But given the complexity of the problem and the capital's division of political power, it's not clear whether this debate will produce much more than some regulatory tweaks and lots of three-point position papers.

"This is not something for which there is an obvious legislative corrective," says Thomas Mann, a senior fellow in governance studies at the Brookings Institution in Washington.

In political terms the housing crunch has given Democrats a subject with which to question the Republican White House's stewardship of the economy.

To Democrats, it's about basic principles. Tougher oversight of mortgage lenders and brokers might have helped stave off some foreclosures, they say.

Most mortgages used to be made by banks and savings and loans – deposit-taking institutions tightly controlled by state and federal regulators. But in recent years unregulated mortgage companies have greatly increased their share of the business.

These unregulated entities are to blame for many of today's imprudent loans, say some Democrats.

"The subprime [mortgage] crisis demonstrates the serious negative economic and social consequences that result from too little regulation," wrote Rep. Barney Frank (D) of Massachusetts, chairman of the House Financial Services Committee, in an Aug. 20 op-ed in The Financial Times.

Many Republicans, on the other hand, oppose actions that they see as interference in the operation of financial markets. In recent days administration officials have also emphasized that the performance of the overall economy remains strong, and that now is not the time to panic.

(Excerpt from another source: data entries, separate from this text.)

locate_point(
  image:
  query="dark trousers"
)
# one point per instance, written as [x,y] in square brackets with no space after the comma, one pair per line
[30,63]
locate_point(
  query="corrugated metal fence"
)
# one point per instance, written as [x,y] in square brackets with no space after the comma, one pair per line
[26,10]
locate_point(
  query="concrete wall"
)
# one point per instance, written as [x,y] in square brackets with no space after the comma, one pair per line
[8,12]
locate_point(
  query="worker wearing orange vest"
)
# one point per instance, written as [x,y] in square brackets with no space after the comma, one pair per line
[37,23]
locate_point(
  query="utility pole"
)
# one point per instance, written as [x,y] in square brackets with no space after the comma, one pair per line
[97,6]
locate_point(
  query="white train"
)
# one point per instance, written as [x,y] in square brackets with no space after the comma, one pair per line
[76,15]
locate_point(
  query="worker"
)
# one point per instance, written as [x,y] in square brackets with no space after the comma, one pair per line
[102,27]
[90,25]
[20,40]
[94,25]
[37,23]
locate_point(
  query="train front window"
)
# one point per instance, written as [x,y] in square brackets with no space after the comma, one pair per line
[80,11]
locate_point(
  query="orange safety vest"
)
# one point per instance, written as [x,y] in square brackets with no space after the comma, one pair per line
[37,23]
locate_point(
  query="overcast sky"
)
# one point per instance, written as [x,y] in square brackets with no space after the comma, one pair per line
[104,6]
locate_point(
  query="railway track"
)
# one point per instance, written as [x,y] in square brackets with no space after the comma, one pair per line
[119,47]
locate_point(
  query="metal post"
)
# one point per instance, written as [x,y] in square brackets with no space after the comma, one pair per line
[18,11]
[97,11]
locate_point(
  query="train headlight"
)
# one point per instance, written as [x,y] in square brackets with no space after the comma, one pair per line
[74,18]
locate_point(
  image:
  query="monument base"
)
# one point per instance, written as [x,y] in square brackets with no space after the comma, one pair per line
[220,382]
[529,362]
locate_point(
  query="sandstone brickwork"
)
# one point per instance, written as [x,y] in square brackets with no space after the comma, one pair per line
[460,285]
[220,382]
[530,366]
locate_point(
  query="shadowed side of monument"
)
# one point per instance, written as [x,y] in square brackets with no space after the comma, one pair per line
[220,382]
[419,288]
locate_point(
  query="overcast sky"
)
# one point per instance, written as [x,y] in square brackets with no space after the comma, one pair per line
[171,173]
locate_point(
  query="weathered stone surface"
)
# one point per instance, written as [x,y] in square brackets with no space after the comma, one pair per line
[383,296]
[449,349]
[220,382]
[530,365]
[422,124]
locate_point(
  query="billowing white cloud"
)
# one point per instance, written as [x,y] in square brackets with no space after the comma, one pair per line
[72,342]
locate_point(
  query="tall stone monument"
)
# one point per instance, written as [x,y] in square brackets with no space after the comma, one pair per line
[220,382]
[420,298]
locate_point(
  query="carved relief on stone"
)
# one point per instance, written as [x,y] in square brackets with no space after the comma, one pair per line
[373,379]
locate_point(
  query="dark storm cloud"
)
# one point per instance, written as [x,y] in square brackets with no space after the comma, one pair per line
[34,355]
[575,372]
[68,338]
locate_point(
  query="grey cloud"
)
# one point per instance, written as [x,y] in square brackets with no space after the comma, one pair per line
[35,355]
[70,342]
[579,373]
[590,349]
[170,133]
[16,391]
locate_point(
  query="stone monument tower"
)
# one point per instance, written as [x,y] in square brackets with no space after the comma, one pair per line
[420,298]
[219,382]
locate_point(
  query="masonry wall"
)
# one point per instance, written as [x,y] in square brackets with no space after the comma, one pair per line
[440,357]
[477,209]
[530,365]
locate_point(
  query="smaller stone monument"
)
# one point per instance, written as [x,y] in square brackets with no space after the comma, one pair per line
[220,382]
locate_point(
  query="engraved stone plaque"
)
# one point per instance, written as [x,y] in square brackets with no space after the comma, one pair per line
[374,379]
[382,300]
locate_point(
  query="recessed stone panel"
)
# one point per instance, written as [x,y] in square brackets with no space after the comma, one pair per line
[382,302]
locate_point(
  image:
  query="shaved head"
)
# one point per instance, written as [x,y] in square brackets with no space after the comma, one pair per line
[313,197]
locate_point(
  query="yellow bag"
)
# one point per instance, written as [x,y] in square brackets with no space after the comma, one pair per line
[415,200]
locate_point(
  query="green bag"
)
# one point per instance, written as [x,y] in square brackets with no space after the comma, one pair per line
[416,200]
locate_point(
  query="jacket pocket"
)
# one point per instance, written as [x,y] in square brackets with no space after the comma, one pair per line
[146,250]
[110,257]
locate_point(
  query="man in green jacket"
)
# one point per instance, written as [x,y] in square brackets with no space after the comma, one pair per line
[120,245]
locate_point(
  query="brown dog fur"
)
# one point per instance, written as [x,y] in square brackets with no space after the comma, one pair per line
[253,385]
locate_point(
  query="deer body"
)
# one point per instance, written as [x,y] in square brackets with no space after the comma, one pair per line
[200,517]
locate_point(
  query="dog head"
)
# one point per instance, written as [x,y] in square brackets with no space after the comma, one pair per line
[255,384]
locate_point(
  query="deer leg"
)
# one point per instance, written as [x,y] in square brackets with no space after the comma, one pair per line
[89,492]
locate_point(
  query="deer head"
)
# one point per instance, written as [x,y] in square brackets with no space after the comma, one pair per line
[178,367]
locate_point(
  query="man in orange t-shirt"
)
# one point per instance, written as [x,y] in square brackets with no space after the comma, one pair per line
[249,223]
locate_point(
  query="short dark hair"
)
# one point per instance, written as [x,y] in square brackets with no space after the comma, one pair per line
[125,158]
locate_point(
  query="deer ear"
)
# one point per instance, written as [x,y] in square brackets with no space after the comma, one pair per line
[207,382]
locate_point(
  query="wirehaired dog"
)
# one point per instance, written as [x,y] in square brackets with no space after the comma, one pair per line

Indeed, the Commerce Department on Friday reported that sales of new homes perked up 2.8 percent in July. Factory orders for big-ticket items increased 5.9 percent in July as well – the biggest such increase in 10 months.

"We are going to work through this problem just fine," said Treasury Secretary Henry Paulson in a Aug. 22 broadcast interview.

There are some small steps on which political consensus seems possible. President Bush has called for increased financial education for home buyers, for instance – and Democrats are unlikely to disagree.